1) Mise en scène de l’auteur et indéfinition générique dans Autobiographie de Federico Sánchez

« et puis moi – enfin non pas moi [...] – non pas tant moi que toi »

On a déjà141 lu un passage de l’Autobiographie de Federico Sánchez (1976) dans lequel le déroulement non-linéaire de la narration, justifié par l’intrusion inopinée de souvenirs, visait à « conférer au récit une densité » particulière (AFS11). Reprenons à présent cette lecture, à l’échelle du premier chapitre de l’Autobiographie, pour observer plus précisément les moments où se montre l’auteur.

On peut s’attendre à ce que cette présence de l’auteur ne soit pas univoque, puisque le titre du livre, déjà, brouille les pistes. L’Autobiographie de Federico Sánchez, normalement, devrait être écrite par Federico Sánchez, qui n’aurait alors pas besoin d’inclure son nom dans le titre, puisqu’il serait présent sur le couverture en tant que nom d’auteur. – C’est bien sûr « Jorge Semprún »142 que l’on peut lire sur la couverture. Cette apparente incohérence se résout dès que l’on sait que « Federico Sánchez » était le pseudonyme de Jorge Semprun à l’époque dont il parle dans ce livre. Cependant, cette différence143 attire l’attention sur la personne de l’auteur, avant même d’avoir ouvert le livre : il y a deux noms en concurrence pour le statut d’auteur, dont l’un (Semprún) a prééminence sur le second (Sánchez). On sait que ces noms renvoient tous deux à une même personne réelle, mais que l’un des deux (Sánchez) désigne une période et un domaine de sa vie bien délimités – l’époque où, acquérant des responsabilités de plus en plus élevées au sein du Parti Communiste Espagnol, il endosse du même coup une identité fictive. On sait donc bien qui est l’auteur réel, mais pas encore lequel des deux est vraiment le narrateur de l’Autobiographie. La relation entre narrateur et auteur étant fondamentale pour notre notion de mise en scène de l’auteur, commençons par observer le statut du narrateur dans le premier chapitre.

Ce chapitre s’ouvre à la troisième personne : « La Pasionaria a demandé la parole. » (AFS9) A troisième personne, narrateur implicite : le narrateur n’est pour l’instant que la source de l’énonciation à la troisième personne.
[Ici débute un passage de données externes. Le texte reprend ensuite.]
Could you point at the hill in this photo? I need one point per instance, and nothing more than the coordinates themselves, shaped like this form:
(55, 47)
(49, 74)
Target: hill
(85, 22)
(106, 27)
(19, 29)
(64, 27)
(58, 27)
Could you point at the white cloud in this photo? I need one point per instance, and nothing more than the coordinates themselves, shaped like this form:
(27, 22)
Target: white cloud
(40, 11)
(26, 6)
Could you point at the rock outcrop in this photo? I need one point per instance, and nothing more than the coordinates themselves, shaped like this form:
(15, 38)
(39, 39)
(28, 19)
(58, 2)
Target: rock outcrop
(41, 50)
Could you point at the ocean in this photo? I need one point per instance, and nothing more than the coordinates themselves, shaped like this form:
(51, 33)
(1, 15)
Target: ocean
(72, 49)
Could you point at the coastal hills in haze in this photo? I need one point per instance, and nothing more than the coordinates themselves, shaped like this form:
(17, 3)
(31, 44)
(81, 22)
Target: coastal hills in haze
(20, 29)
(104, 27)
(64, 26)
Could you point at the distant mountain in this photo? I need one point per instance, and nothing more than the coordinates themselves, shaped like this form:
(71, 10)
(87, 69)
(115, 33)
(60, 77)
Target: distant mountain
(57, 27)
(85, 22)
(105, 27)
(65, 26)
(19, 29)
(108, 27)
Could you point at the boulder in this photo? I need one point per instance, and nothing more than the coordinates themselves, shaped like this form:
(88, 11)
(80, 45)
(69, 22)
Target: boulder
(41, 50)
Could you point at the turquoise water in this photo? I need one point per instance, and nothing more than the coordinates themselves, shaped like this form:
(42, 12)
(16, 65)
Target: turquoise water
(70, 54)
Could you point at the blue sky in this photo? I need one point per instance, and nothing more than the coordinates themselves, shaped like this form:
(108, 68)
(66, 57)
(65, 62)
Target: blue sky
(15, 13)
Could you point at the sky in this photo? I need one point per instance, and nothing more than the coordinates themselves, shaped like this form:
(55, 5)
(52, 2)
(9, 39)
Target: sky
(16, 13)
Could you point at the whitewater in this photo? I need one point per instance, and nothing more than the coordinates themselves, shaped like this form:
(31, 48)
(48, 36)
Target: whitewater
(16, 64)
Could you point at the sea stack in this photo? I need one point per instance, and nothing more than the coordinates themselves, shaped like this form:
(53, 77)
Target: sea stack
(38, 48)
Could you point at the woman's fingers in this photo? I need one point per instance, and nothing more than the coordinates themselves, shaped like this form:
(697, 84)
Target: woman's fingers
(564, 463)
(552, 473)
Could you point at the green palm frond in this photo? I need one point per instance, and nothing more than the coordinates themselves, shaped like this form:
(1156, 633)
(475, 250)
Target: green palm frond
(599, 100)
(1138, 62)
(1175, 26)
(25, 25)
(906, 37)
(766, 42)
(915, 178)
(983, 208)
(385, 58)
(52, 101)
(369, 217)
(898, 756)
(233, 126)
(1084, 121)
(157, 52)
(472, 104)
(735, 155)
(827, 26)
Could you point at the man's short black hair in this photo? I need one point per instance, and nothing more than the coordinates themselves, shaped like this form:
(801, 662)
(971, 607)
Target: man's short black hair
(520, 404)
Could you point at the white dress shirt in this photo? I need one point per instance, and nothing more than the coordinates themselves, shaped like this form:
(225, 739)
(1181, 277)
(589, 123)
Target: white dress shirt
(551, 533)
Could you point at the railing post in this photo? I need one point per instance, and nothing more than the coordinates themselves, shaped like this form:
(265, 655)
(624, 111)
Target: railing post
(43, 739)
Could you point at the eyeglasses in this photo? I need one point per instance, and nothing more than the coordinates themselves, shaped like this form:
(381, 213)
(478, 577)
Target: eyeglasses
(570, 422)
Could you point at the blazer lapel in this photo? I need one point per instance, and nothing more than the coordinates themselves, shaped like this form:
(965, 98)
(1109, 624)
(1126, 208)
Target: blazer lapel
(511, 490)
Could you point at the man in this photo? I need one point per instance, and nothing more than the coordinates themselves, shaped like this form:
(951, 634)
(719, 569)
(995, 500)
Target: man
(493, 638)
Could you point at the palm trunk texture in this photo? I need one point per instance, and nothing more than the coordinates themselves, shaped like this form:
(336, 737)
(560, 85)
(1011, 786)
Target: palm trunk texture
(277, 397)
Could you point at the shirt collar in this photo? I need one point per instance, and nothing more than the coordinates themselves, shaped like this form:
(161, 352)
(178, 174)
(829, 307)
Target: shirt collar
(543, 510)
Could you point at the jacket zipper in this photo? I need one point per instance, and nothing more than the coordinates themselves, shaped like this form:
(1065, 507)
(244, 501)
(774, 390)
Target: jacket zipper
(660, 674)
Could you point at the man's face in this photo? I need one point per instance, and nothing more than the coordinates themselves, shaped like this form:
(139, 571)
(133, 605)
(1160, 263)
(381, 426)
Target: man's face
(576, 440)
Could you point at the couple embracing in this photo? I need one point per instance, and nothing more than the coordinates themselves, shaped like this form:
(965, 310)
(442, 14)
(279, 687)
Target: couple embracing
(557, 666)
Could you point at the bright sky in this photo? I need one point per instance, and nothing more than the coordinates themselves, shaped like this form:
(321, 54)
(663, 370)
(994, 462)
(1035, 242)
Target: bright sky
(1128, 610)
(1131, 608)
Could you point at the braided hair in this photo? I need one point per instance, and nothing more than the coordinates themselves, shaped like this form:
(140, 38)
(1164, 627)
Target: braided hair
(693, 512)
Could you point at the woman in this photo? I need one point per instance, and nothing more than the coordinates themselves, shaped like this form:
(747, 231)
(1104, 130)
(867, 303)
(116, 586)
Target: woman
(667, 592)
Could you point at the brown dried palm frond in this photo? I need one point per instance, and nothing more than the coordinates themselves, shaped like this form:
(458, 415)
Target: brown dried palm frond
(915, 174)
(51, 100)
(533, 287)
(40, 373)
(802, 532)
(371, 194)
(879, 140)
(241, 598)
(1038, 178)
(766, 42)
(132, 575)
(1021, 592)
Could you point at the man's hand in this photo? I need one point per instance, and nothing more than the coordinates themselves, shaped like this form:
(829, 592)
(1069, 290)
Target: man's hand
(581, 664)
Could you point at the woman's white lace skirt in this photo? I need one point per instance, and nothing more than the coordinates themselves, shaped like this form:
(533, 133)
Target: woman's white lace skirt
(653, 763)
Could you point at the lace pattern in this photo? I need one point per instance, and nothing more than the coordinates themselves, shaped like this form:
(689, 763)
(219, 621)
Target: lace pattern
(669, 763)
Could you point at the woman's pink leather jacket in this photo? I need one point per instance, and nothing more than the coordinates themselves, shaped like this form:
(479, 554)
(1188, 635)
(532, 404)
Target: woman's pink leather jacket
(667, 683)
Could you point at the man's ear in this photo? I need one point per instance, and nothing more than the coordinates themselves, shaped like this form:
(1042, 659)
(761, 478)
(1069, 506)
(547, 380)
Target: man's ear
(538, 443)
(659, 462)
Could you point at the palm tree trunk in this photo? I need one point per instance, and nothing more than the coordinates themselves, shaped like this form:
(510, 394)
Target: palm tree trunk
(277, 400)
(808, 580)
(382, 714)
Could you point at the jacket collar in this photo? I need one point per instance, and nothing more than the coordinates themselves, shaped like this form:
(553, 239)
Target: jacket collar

Cependant, un nouveau paragraphe débute aussitôt à la deuxième personne : « Tu quittes des yeux les papiers posés devant toi sur la table et regardes la Pasionaria. Elle est nerveuse, c’est visible. » (AFS9)144. Deux phénomènes adviennent en même temps : d’une part, la narration à la troisième personne passe par le point de vue de la personne « tu », la Pasionaria est observée à travers le regard du « tu » qui perçoit sa nervosité. D’autre part, l’introduction d’un « tu », qui est à la fois un personnage et un point de vue de narrateur, implique la présence, pour l’instant implicite, d’un « je » qui s’adresse à lui. Ni « tu » ni « je » ne sont encore nommés ni décrits davantage : on est encore dans la scène d’ouverture, sans figure d’auteur.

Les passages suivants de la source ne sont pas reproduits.